Durante un largo verano, las abejas de la llanura vivieron como siempre lo habían hecho: en orden sagrado, bajo la sombra fértil de su Reina.
Ella no era solo madre. Era el corazón. Todo latía a su alrededor: el calor de la cera, el ritmo de las alas, el lenguaje mudo de la danza. Mientras ella viviera, habría ciclo, habría colmena.
Pero la muerte bajó del cielo.
Una tarde insoportablemente calurosa, las avispas llegaron desde el bosque. Eran depredadoras, carroñeras, de abdomen afilado y hambre sin fin. No recolectaban: saqueaban. No trabajaban: asesinaban.
Rompieron la entrada del panal con violencia. Despedazaron nodrizas. Saquearon las celdas. Y en el corazón del enjambre, encontraron a la Reina.
La Reina, obesa, inmóvil, recién puesta sobre una cama de miel tibia.
Le arrancaron la cabeza. Una de ellas voló con su cráneo brillante entre las mandíbulas. Las demás se rieron. Y se marcharon con la miel.
Lo que quedó fue silencio.
Las abejas no lloraron: no conocen el llanto. Pero algo profundo, algo primitivo, se quebró.
Sin Reina, no habría cría. Sin cría, no habría futuro. Y sin futuro… solo quedaba el fuego de la venganza.
Esa noche, no salieron a por flores. Sellaron las celdas vacías. Las pocas larvas que quedaban, heridas o expuestas, no sobrevivieron al frío. Toda la energía de la colmena se dirigió a una sola tarea: aniquilación.
Al amanecer, partieron en masa. No como recolectoras, sino como asesinas. No fue una expedición. Fue una ofensiva suicida.

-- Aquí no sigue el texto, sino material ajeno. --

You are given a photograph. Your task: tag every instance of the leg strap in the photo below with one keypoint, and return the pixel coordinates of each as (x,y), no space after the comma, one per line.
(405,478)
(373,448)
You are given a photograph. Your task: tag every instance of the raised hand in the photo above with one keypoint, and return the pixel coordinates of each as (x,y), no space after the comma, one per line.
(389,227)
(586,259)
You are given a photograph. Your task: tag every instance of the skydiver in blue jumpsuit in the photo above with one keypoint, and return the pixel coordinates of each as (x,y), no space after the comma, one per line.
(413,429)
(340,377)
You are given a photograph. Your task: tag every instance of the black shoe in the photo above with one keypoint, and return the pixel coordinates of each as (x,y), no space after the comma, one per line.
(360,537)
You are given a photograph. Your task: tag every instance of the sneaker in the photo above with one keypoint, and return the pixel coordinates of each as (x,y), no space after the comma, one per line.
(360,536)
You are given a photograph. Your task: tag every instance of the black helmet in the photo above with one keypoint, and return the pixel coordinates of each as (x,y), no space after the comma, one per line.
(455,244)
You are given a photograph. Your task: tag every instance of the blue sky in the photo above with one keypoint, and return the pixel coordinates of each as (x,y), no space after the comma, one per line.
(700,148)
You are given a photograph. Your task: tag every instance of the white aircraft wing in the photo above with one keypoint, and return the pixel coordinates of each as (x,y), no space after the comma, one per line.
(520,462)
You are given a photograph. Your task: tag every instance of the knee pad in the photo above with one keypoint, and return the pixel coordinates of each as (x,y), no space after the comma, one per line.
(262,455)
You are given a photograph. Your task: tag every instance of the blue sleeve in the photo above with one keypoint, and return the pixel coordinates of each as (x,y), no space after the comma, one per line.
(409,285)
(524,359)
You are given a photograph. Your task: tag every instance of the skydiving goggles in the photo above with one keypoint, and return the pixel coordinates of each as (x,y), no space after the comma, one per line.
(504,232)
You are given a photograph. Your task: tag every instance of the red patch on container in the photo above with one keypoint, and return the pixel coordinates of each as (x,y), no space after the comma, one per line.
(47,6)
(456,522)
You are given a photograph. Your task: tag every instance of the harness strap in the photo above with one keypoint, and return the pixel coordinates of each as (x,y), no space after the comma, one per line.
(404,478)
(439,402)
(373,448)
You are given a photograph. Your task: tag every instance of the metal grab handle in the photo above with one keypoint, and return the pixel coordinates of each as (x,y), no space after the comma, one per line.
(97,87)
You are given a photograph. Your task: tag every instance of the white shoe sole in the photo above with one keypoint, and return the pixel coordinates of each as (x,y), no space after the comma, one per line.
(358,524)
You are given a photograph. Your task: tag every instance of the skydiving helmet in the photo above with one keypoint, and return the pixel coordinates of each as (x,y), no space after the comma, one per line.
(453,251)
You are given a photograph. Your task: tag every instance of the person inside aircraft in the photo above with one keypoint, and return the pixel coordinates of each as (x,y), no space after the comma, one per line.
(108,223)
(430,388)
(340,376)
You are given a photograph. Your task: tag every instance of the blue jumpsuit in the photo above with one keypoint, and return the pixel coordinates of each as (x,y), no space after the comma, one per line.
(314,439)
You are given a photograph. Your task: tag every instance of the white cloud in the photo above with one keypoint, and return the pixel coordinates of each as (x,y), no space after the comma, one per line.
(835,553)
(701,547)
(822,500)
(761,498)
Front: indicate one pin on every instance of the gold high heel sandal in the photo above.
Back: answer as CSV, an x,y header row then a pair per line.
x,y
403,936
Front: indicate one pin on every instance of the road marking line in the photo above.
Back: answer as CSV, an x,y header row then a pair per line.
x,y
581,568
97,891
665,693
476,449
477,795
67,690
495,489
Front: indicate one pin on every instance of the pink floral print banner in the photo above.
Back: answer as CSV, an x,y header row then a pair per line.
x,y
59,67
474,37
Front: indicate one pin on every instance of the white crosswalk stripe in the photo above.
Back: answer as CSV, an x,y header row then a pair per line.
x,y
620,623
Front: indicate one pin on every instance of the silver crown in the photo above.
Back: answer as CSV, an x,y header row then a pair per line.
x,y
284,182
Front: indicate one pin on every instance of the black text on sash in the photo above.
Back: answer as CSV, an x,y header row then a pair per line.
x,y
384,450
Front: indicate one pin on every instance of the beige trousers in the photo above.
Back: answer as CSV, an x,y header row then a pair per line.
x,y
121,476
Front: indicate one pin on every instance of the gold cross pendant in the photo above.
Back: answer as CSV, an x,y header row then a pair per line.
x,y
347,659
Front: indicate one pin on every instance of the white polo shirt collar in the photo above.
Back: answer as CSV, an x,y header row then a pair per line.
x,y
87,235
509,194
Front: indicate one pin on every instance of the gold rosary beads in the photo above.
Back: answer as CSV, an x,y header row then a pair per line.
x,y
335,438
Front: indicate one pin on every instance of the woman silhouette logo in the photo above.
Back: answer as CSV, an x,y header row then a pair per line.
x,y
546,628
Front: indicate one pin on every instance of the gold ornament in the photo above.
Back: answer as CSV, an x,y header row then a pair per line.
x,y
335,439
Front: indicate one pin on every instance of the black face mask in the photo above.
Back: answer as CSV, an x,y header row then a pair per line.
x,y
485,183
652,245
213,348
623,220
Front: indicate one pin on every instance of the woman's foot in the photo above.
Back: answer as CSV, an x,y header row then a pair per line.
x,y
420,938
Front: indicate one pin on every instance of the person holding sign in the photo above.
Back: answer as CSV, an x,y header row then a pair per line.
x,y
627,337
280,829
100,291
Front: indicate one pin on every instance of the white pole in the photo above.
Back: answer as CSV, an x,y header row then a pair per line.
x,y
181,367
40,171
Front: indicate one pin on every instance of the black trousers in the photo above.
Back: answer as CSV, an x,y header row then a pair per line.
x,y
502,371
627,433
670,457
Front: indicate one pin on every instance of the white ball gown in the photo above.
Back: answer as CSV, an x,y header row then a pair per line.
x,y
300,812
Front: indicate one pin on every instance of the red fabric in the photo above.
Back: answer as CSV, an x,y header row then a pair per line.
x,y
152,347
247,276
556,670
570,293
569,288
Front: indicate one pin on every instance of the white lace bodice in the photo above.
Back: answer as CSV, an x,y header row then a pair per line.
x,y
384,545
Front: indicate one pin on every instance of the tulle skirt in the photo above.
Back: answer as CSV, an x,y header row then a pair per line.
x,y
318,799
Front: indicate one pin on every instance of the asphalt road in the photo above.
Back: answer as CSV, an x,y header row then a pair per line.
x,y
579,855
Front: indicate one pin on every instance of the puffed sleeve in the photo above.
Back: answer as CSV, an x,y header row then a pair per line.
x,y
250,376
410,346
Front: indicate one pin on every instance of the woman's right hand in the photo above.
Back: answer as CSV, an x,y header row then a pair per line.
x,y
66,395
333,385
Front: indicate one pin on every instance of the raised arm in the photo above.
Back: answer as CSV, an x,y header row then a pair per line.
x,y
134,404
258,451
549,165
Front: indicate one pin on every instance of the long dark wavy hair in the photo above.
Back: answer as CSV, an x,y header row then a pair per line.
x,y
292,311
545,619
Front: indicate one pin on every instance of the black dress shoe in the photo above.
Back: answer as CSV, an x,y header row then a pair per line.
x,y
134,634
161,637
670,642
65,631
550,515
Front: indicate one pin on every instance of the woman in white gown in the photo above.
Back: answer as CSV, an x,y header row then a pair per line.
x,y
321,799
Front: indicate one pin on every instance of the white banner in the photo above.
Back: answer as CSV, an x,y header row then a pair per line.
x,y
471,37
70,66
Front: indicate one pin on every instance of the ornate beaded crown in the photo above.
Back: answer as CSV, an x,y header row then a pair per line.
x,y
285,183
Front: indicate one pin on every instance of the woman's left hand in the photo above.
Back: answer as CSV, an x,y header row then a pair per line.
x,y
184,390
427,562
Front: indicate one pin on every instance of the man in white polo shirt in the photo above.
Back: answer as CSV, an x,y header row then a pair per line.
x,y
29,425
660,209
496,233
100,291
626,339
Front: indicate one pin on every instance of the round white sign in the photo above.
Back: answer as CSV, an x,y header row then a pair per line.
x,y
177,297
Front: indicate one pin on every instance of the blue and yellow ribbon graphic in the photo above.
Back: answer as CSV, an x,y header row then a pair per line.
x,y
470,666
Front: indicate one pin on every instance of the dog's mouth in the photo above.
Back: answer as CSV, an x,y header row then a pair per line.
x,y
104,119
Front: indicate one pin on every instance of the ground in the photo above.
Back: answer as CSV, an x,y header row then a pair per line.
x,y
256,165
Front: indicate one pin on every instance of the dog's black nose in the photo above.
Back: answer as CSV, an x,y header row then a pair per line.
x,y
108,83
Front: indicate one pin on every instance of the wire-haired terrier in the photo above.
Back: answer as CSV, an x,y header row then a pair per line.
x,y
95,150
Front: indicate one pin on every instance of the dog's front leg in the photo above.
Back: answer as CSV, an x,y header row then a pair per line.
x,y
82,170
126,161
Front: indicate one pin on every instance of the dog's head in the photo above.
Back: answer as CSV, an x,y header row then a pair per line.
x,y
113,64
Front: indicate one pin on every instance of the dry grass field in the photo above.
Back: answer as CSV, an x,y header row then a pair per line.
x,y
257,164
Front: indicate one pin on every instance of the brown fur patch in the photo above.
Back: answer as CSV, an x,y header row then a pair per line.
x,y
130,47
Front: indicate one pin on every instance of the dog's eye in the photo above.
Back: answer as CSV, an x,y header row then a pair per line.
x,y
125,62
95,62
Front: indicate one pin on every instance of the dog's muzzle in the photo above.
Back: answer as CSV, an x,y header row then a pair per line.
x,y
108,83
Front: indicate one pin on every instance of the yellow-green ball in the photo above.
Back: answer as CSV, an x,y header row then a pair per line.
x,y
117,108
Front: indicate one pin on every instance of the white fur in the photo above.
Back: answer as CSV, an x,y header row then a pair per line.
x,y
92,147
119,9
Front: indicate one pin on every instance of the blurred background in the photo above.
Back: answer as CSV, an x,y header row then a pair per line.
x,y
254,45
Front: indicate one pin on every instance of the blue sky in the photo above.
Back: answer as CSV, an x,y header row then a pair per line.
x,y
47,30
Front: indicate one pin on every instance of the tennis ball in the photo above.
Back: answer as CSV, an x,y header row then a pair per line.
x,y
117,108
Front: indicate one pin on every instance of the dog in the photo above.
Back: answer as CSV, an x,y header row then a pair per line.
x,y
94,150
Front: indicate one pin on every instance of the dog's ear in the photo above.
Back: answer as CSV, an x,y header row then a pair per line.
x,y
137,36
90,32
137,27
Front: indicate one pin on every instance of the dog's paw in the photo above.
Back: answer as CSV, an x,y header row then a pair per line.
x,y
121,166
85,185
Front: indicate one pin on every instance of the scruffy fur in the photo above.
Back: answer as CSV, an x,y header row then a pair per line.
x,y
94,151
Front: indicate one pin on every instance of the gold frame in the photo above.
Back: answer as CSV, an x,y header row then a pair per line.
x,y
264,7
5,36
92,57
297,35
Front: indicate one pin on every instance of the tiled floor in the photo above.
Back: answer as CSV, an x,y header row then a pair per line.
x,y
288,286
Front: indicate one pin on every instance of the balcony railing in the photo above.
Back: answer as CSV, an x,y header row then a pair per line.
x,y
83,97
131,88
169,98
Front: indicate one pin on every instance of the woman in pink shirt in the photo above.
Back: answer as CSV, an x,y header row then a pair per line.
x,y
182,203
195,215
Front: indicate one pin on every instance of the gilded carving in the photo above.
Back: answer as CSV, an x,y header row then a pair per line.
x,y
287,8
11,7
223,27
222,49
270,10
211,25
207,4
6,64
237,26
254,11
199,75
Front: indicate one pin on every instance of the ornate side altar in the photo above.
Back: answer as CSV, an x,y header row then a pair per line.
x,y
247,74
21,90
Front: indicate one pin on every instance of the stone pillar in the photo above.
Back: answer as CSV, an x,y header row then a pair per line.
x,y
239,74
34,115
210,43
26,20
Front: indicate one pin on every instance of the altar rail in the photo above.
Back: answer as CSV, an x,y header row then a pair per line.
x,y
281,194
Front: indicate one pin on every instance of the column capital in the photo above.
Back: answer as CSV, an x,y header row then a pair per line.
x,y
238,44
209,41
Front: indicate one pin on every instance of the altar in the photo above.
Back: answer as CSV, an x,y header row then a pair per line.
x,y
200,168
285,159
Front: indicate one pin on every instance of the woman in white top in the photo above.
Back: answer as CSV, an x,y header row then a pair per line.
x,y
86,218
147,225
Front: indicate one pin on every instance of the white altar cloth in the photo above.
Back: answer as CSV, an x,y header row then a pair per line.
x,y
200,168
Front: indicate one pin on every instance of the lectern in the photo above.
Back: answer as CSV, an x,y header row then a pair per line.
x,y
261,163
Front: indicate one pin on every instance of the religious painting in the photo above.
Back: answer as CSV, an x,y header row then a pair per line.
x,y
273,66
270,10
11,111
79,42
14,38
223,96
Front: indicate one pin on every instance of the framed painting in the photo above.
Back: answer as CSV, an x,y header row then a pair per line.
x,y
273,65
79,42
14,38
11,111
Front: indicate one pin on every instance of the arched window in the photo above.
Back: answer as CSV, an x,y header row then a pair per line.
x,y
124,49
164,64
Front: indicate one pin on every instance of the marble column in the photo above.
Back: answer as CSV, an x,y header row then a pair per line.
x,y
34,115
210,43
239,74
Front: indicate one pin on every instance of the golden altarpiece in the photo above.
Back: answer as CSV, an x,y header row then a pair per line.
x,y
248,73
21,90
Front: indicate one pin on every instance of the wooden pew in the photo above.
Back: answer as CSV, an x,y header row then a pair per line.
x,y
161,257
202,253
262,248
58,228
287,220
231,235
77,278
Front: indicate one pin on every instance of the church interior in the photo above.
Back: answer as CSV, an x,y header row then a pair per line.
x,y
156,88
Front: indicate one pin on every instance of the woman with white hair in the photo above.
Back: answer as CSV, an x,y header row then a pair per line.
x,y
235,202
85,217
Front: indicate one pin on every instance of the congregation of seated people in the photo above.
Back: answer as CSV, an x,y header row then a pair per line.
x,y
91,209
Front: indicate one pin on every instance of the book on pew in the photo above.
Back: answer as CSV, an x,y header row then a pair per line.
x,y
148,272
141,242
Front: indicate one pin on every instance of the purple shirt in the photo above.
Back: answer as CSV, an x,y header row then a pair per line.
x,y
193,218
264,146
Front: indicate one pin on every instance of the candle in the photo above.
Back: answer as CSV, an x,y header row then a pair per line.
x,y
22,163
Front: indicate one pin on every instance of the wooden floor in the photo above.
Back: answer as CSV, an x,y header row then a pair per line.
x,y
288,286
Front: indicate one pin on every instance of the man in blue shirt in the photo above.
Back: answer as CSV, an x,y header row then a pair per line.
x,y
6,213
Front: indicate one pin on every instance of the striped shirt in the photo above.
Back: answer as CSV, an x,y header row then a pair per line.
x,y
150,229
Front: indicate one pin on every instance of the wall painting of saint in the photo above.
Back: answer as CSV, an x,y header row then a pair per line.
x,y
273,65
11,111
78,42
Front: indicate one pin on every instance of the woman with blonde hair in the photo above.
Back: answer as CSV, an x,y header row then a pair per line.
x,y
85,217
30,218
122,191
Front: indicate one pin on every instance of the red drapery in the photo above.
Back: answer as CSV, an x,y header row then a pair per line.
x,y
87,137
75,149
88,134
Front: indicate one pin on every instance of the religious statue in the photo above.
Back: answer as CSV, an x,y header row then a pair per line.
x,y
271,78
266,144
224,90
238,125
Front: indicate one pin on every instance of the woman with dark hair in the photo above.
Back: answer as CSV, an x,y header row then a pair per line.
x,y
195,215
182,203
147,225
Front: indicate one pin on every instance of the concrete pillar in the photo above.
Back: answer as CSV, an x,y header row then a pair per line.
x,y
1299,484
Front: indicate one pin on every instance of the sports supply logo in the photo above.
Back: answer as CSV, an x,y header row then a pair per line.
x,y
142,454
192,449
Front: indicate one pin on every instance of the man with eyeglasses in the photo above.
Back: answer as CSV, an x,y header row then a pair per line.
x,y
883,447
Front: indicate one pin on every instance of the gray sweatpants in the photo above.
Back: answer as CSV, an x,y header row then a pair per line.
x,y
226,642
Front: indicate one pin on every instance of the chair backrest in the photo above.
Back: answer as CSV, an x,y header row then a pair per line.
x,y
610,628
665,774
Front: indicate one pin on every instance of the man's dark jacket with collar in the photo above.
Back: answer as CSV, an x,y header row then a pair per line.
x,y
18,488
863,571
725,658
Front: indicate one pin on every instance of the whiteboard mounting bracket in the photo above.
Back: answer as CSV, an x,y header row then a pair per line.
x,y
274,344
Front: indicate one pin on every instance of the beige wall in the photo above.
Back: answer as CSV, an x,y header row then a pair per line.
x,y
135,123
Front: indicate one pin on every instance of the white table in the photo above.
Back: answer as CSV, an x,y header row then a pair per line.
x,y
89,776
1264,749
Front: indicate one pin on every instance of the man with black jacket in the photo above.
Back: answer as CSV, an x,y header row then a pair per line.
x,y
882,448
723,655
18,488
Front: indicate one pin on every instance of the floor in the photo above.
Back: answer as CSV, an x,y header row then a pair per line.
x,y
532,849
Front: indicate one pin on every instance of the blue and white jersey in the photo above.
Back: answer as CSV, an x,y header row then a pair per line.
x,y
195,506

Las avispas no estaban preparadas.
Las abejas atacaron con precisión y rabia. Interceptaban a cada avispa que salía del nido, y la envolvían en una esfera de cuerpos vibrantes. Se aferraban a ella con garras y mandíbulas, y empezaban a temblar. El calor aumentaba. El aire entre los cuerpos se volvía sofocante, como el aliento de un horno cerrado. El ardor crecía hasta que los músculos de la avispa se rendían. Sus órganos se derretían en silencio. Moría cocida dentro de un infierno de cera y furia.
Una por una, las cazaban. Las sujetaban. Las picaban. Les arrancaban las alas, las antenas, los ojos.
A la Reina de las avispas no la mataron con calor.
La despedazaron viva. Pata por pata. Trozo por trozo. Hasta que solo quedó su tórax temblando entre los restos de su cría muerta.
Cuando todo terminó, el panal de las avispas era una fosa abierta. Pero la colmena de las abejas… también había muerto. Sin Reina. Sin huevos. Sin néctar. Solo quedaban unas pocas obreras, arrastrándose sobre cuerpos quemados, esperando un fin sin flor ni miel.
Moral:
Nada florece. Nada perdura. La muerte no castiga ni redime: solo ocurre. Y cuando ya no queda nadie para recordar, ni siquiera importa quién venció.